Read The Secrets Between Us Online
Authors: Louise Douglas
Tags: #Literature & Fiction, #Contemporary, #Contemporary Fiction, #Literary
Everyone stared at me. I had no coat, even though it was cold and the nights were drawing in, and I was wearing a pair of filthy old wellingtons that I’d found in the trailer.
‘Are you all right?’ Betsy asked.
‘Yes, fine.’
‘Only’ – she took my elbow and moved me away from the other women – ‘no offence, Sarah, but you look a bit freaked out.’
I sat with Jamie in the library, counting the minutes until I knew Alexander would be back at Avalon.
We bought fish and chips for supper because I had
nothing else prepared, and I warmed them up in the oven and waited for Alexander to find the broken telephone.
‘What happened?’ he asked, coming into the kitchen and carrying the shattered appliance in both hands as if it were an injured bird. Bits of wire and metal stuck out of the casing and the wire trailed behind him. ‘Somebody must have really upset you.’
‘It wasn’t me,’ I said, keeping my eyes fixed on the mushy peas I was heating in a pan on the hob.
Alexander laughed. ‘Who was it then?’
I looked up at him. His expression was a combination of amusement and confusion.
I opened my mouth, and then I closed it again.
‘It was an accident,’ I said. ‘It must have been an electrical surge.’
Alexander looked at me, trying to work out if I was joking or not. When I didn’t respond, he sighed, and threw the whole telephone into the kitchen bin.
He thought I was acting oddly, I knew he did, but I wasn’t the cause of our troubles. It wasn’t me, it was Genevieve or, more precisely, Genevieve gone away.
Her absence was at the centre of everything.

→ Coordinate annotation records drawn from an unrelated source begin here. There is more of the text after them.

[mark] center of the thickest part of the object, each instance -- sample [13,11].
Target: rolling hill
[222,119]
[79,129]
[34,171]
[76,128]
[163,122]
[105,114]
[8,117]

Alexander came home the next day with two shiny new cordless telephone handsets in a box, one for upstairs, one for downstairs. He spent a while charging their batteries and making them work. They smelled fresh, of chemicals and polythene.
I made more of an effort to stay in touch with my family back home. I recognized the pattern between Genevieve and me, how both of us had fled a situation for our various reasons, and how difficult that was for the people who loved us, and who we’d left behind. It was easy for me to keep the lines of communication open, and I made sure I did.
‘Do people ask about me?’ I asked May the next time we spoke.
‘Of course they do,’ she said. ‘They wonder if you’re all right and when you’re coming home.’
‘What do you tell them?’
‘I tell them you’re no more screwed up than usual and that we expect to see you when you run out of money.’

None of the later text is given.